Featured: Famine

Back40 sees hope even in the Horn:

[S]killfully managed pastoral systems help retain water and halt or reverse desertification in arid regions in Africa. See Allan Savory. (Link added. Ed.) That doesn’t solve the entire food problem, but it helps. Over time catching and holding more rain can improve a whole region and enable some amount of cropping as well as livestock. There are limits to what a place can produce. We may not know those limits precisely, but they exist.

We’ve written about Savory before. And slowing down the run off. But those are mavericks. Is the mainstream smart enough to find out how we can work with the existing system, rather than against it?

Feature: NPGS

A recent Nibble included some feedback from a user of the USDA genebanks. After receiving, but not yet planting, some wheat seed from the National Plant Germplasm System, the good people at the Seed Library of Los Angeles get all hot under the collar about USDA.

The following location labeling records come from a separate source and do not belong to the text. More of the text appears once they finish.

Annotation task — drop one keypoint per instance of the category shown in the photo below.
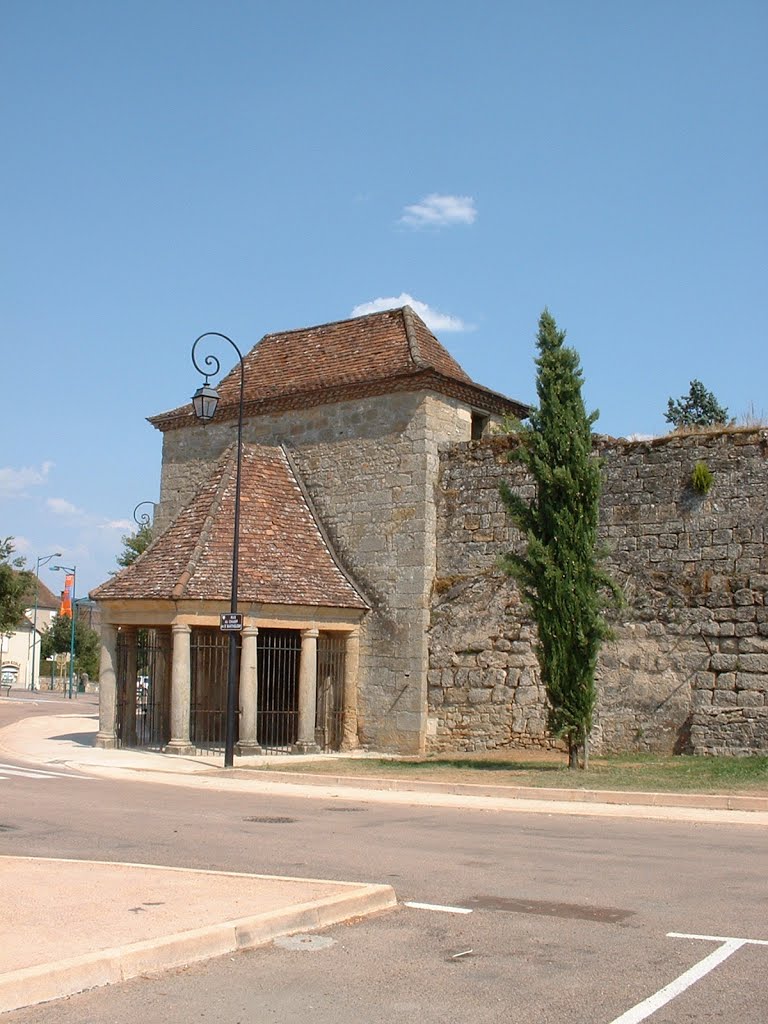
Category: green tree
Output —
(698, 408)
(57, 638)
(134, 545)
(559, 571)
(16, 587)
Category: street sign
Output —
(230, 622)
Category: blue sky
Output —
(177, 166)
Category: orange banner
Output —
(65, 607)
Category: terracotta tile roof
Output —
(387, 351)
(284, 557)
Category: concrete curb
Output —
(107, 967)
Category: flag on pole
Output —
(65, 607)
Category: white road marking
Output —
(438, 906)
(728, 946)
(717, 938)
(7, 770)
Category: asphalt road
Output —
(569, 916)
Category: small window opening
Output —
(479, 423)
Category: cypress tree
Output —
(558, 570)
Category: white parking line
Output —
(728, 946)
(438, 906)
(7, 770)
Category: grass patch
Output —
(648, 772)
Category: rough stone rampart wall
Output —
(688, 667)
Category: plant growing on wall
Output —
(698, 408)
(559, 571)
(701, 478)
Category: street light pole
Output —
(71, 570)
(205, 400)
(42, 560)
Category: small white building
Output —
(19, 651)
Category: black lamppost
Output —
(71, 570)
(42, 560)
(205, 400)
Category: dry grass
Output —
(649, 772)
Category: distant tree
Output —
(57, 638)
(559, 572)
(16, 587)
(134, 545)
(698, 408)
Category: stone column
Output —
(307, 693)
(130, 634)
(107, 736)
(180, 686)
(248, 742)
(349, 699)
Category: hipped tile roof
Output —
(284, 556)
(393, 350)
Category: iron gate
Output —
(209, 650)
(278, 653)
(142, 713)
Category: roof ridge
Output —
(413, 342)
(206, 529)
(318, 522)
(315, 327)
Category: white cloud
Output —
(65, 509)
(14, 482)
(440, 211)
(434, 320)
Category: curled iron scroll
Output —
(144, 518)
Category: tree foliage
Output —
(134, 545)
(16, 587)
(698, 408)
(559, 571)
(57, 639)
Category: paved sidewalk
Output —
(68, 739)
(72, 925)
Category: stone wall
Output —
(688, 667)
(371, 469)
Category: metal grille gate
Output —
(143, 688)
(209, 662)
(278, 653)
(329, 724)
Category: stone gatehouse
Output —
(374, 613)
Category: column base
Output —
(178, 747)
(245, 749)
(305, 747)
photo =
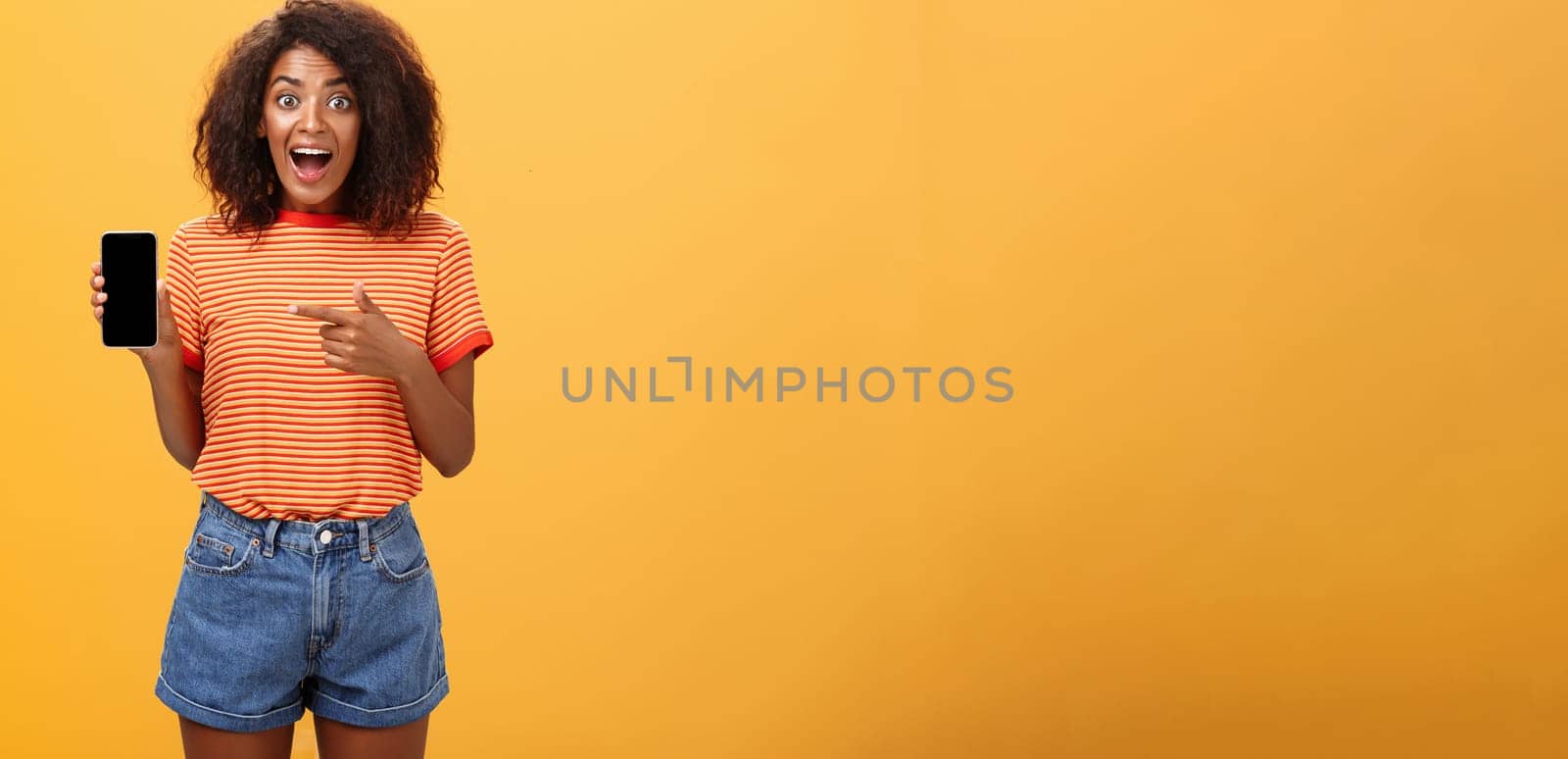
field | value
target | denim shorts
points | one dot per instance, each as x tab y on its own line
276	617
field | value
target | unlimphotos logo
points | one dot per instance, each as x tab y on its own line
877	384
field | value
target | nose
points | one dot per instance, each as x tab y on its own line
311	118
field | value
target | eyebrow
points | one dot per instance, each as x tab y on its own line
295	81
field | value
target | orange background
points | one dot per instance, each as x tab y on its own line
1280	289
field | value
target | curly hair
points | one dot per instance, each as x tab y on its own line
397	160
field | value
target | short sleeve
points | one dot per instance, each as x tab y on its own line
179	279
457	322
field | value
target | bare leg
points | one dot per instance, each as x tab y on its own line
337	740
203	742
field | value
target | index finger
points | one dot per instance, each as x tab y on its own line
323	313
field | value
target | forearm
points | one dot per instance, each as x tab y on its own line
177	408
443	427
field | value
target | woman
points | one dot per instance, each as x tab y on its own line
316	336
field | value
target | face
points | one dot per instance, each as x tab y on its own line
311	123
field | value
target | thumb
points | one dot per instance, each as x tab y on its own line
165	305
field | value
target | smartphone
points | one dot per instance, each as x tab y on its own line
130	279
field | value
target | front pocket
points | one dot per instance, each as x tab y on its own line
214	555
400	554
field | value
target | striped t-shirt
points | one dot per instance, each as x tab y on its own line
290	436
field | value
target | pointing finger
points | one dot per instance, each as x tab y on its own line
326	314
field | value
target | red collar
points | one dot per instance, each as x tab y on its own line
313	220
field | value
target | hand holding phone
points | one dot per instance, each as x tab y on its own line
140	316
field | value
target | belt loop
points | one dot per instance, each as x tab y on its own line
365	538
271	536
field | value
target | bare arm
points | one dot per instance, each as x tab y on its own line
176	397
441	413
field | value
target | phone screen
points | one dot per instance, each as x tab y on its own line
130	279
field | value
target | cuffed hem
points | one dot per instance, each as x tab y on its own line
226	720
349	714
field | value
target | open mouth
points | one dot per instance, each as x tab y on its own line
310	164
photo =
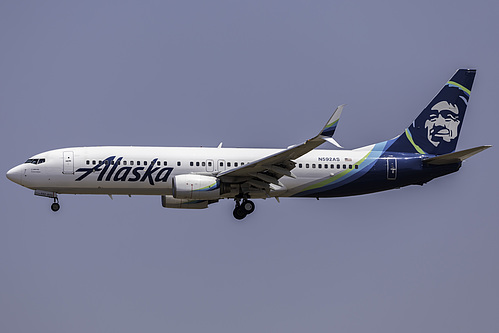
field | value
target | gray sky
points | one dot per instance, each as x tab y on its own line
250	74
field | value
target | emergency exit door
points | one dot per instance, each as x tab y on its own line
68	162
391	168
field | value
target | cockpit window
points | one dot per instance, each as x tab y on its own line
35	161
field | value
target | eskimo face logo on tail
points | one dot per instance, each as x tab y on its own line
443	123
111	170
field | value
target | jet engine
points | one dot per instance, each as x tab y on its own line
170	202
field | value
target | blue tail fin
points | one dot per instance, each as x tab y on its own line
436	130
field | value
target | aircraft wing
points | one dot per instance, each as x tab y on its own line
265	171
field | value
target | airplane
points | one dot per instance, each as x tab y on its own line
194	178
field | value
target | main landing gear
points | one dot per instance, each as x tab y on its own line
243	209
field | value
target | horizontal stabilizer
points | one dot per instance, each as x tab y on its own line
456	157
332	123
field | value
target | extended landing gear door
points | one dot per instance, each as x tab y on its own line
68	166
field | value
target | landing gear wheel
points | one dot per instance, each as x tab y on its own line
55	207
248	206
239	213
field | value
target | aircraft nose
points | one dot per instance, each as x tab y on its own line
14	174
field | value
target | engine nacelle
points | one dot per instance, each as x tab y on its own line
170	202
196	187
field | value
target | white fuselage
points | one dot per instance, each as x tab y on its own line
61	170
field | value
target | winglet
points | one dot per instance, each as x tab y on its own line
330	127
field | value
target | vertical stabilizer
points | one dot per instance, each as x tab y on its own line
436	130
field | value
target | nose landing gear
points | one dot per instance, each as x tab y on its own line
55	206
243	209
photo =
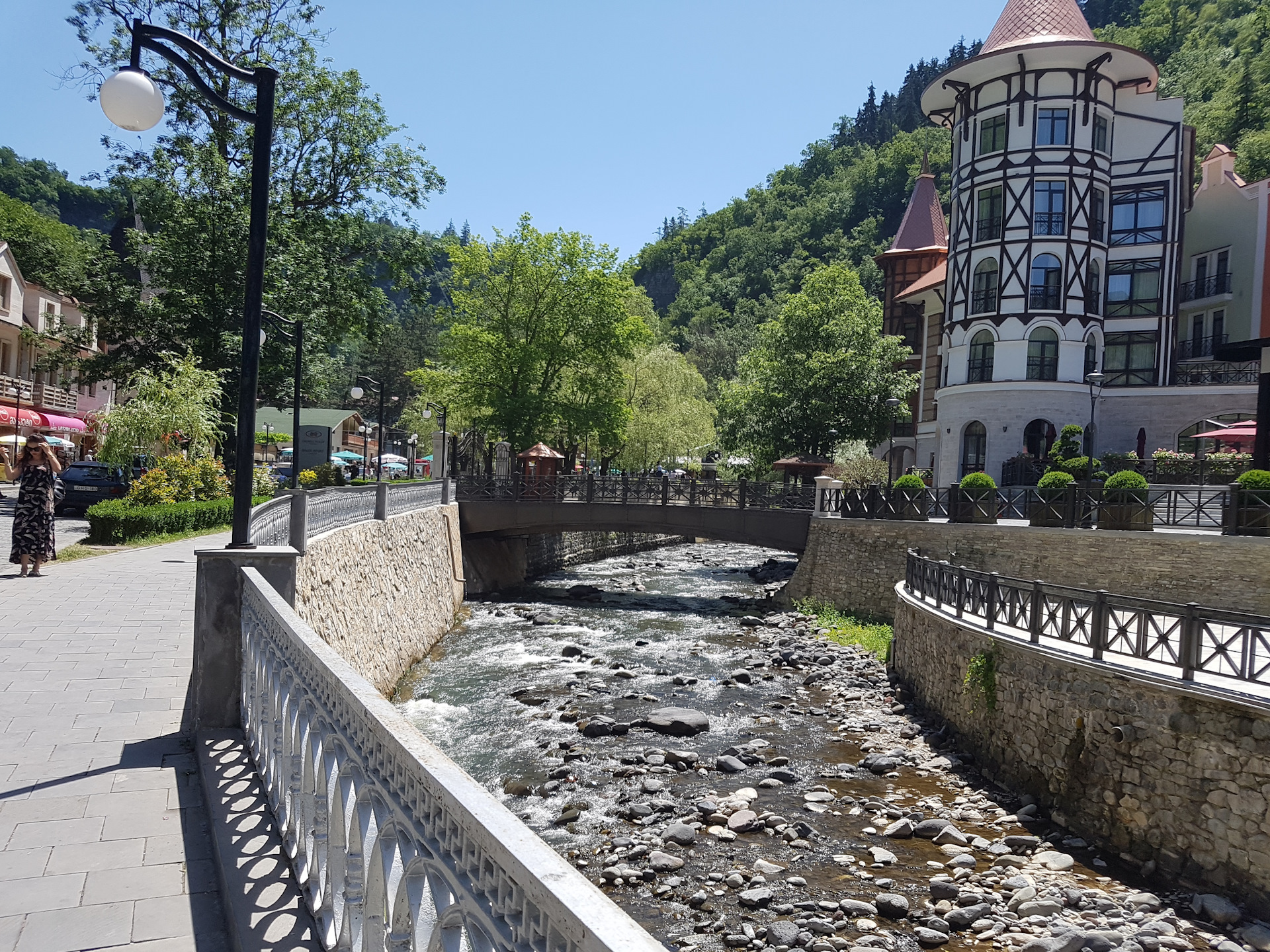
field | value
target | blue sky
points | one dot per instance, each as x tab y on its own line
600	117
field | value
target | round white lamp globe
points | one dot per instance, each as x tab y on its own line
131	100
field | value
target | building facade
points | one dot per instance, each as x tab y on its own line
1071	197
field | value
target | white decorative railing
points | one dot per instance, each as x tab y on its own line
394	846
271	522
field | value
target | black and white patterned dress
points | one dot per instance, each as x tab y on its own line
33	518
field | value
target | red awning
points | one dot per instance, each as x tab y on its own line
30	418
66	424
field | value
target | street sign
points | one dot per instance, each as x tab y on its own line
313	447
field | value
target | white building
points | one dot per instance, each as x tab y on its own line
1071	182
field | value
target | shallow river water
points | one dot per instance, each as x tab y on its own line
506	692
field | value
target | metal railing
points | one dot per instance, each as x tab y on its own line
647	491
1232	510
393	846
1183	640
1206	287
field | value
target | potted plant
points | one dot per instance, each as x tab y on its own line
1048	507
1249	510
1124	503
910	499
974	499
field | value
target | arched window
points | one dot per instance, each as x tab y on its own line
1047	284
974	448
1043	354
1094	288
986	277
1039	436
982	348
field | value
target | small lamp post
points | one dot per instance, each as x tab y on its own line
892	405
1095	380
131	100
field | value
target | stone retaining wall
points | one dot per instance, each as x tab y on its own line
382	593
1188	791
855	563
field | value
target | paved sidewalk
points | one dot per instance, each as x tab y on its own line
102	822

We don’t think we can trust the USDA with all this material for a long time — they have shown very poor judgement as regards to the proliferation of GMOs and their unwillingness to stand up for the consumer (and taxpayer) in how they allot their resources.

Which elicited this reply from Gardenprairie.

The feedback from the genebank user makes it sound like the USDA NPGS doesn’t know what they are doing — the genebanks have been around since 1948 — I think he should try working with them not treating them like the enemy.

Indeed. USDA told them what seed they had. They maintained it for years just waiting for their request. And then they sent it to them. Hard to say what more the Seed Library of Los Angeles people could reasonably demand of a genebank.

Featured: QTLs for dormancy

Jacob answers Luigi’s question about a contrast that doesn’t appear to be one thusly:

The contrast is:
Variation for seed dormancy controlled by one QTL in one population and two QTLs in the other (of which one is different from the first population).

versus

Variation for flowering time controlled by the same QTL in both populations.

One does rather wish the authors or editor would pipe up too.